Sommerferien 2020

Freiburg sammelt Angebote für Kinder und Jugendliche in den Sommerferien

Manuel Fritsch

Der Ferienpass fällt 2020 coronabedingt flach. Dafür sammelt das Rathaus auf einer neuen Webseite Angebote für die Sommerferien. Mehr als 160 Angebote sind dort bereits aufgeführt.

Weil Corona über die Sommerferien keine Pause macht, fällt der städtische Ferienpass flach und viele Aktivitäten und Projekte können entweder gar nicht oder nur eingeschränkt stattfinden. Damit Familien sich einen Überblick über die Angebote verschaffen können, die trotz Corona-Krise stattfinden, hat die Stadtverwaltung die Seite freiburgersommerferien.de ins Leben gerufen. Dort können Organisationen, die in den Ferien ein Programm anbieten, ihre Angebote einstellen, so dass Familien nicht mühselig die verschiedenen Programme zusammensuchen müssen.


Bis Montag waren bereits mehr als 160 Angebote auf der Seite veröffentlicht. Für diese sind dann – anders als beim Ferienpass – nur die Veranstalter verantwortlich. Die Seite wird fortlaufend aktualisiert, es können also auch noch während der Ferien neue Angebote dazukommen. Daher lasse sich auch noch nicht sagen, ob es wegen Corona am Ende wirklich weniger Angebote für Kinder geben wird, als in normalen Jahren, so Rathaussprecherin Eva Amann. Die Stadtverwaltung informiert mit einem Flyer über die Homepage. Dieser wird in Schulen und Einrichtungen der Jugendarbeit verteilt.

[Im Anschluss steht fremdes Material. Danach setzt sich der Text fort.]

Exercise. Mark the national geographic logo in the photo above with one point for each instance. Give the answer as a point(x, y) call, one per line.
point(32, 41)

Städtische Ferienbetreuung für Grundschulkinder findet statt

Neben der gewohnten Ferienbetreuung an den Schulen gibt es in diesem Sommer auch weitere städtische Angebote für Grundschulkinder auf dem Gelände des städtischen Tiergeheges Mundenhof, dem Kinderabenteuerhof und im Waldhaus. Informationen dazu finden sich auf freiburg.de/ferienbetreuung. Für Familien, die Sozialleistungen beziehen, gibt es für die Betreuungsangebote einen Zuschuss vom Amt für Schule und Bildung.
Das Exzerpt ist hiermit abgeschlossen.